Le insegne elettriche dei negozi vennero spente, c’era un lampione acceso ogni tre ma, soprattutto, nei giorni festivi si potevano usare solo i mezzi pubblici.
Renato andava al ristorante in taxi.
Noi invadevamo le strade coi palloni, i pattini e le biciclette. Quegli spazi diventarono nostri.
Imparammo che consumare e inquinare meno è possibile e senza drammi, ma lo dimenticammo in fretta.
Dopo cinquant’anni continuo a vedere lampioni accesi ovunque, palazzi pubblici illuminati a festa per una qualsiasi celebrazione, frecce tricolori inquinare il cielo col plauso di tutti noi, sale d’attesa col condizionatore in funzione in giugno, persone che pur di non camminare trecento metri prendono la macchina.
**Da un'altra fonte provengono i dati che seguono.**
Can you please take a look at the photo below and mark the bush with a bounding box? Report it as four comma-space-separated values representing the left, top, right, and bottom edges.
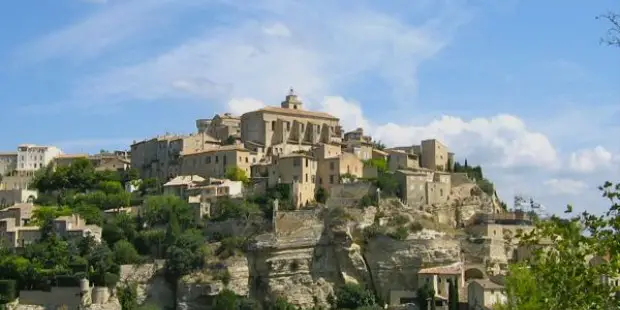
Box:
0, 280, 19, 305
334, 284, 376, 309
55, 275, 80, 287
103, 272, 120, 287
390, 214, 409, 226
360, 195, 375, 208
409, 222, 424, 233
388, 226, 409, 240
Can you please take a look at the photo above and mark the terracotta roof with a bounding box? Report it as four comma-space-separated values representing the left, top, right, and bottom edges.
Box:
472, 279, 504, 290
418, 262, 463, 274
56, 154, 88, 158
181, 145, 250, 156
249, 107, 338, 120
164, 175, 205, 186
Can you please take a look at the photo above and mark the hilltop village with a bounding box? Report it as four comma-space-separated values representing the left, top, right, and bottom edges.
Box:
0, 90, 544, 309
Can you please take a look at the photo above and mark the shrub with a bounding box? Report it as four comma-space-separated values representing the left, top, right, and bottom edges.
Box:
335, 284, 375, 309
0, 280, 19, 305
390, 214, 409, 226
360, 195, 374, 208
388, 226, 409, 240
409, 222, 424, 232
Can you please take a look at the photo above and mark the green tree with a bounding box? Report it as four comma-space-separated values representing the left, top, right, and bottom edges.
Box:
113, 240, 140, 265
504, 182, 620, 310
448, 279, 459, 310
336, 284, 376, 309
225, 167, 250, 184
117, 283, 139, 310
416, 283, 435, 310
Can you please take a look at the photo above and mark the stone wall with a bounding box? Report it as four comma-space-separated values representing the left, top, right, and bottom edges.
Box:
119, 260, 173, 307
19, 286, 81, 309
364, 233, 460, 300
450, 172, 473, 186
326, 182, 376, 208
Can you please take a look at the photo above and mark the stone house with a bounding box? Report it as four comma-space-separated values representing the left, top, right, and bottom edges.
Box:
0, 204, 102, 248
241, 89, 342, 155
130, 133, 220, 181
386, 149, 420, 171
180, 145, 257, 178
395, 168, 452, 207
16, 144, 62, 171
418, 262, 465, 300
0, 189, 38, 209
196, 113, 241, 141
0, 152, 17, 176
467, 279, 507, 309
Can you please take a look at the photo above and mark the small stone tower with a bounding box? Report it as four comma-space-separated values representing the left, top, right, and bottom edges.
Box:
280, 87, 303, 110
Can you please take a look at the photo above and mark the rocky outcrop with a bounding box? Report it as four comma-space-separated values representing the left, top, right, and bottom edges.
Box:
176, 256, 250, 310
364, 230, 460, 300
Le nostre amministrazioni stanno dando l’esempio giusto?
Col contributo dello Stato abbiamo buttato via diciassette milioni di televisori e di decoder funzionanti, che sono finiti dapprima nell’isola ecologica più vicina e poi chissà dove.
Sono stati regalati soldi a chi voleva comperare l’indispensabile monopattino a batteria, ma non ho ancora capito perché chi ripara il frigorifero invece di sostituirlo, chi va in bicicletta, chi legge un libro o chi fa l’amore non riceve un premio.
Per le crociere ecologiche negli arcipelaghi incontaminati usiamo navi che montano 6 motori a nafta pesante da 1.800.000 cc ciascuno, che necessariamente restano accesi anche quando sono ferme in porto.
Credo che questa crisi climatica sia figlia di una crisi culturale ampia e trasversale, nella quale abbiamo tirato dentro anche quei miliardi di persone che di questo nostro progresso non hanno goduto e che, giustamente, vorrebbero assaggiarne finalmente un pochino: un telecomando da pigiare a piacimento, un divano motorizzato, un frullato di mirtillo biologico o un viaggio in Italia a 19,90.
Continuo a chiedermi perché non licenziammo l’Amministratore della Terra s.p.a. quand’eravamo in tempo.
L’avevamo delegato noi, me lo ricordo bene”.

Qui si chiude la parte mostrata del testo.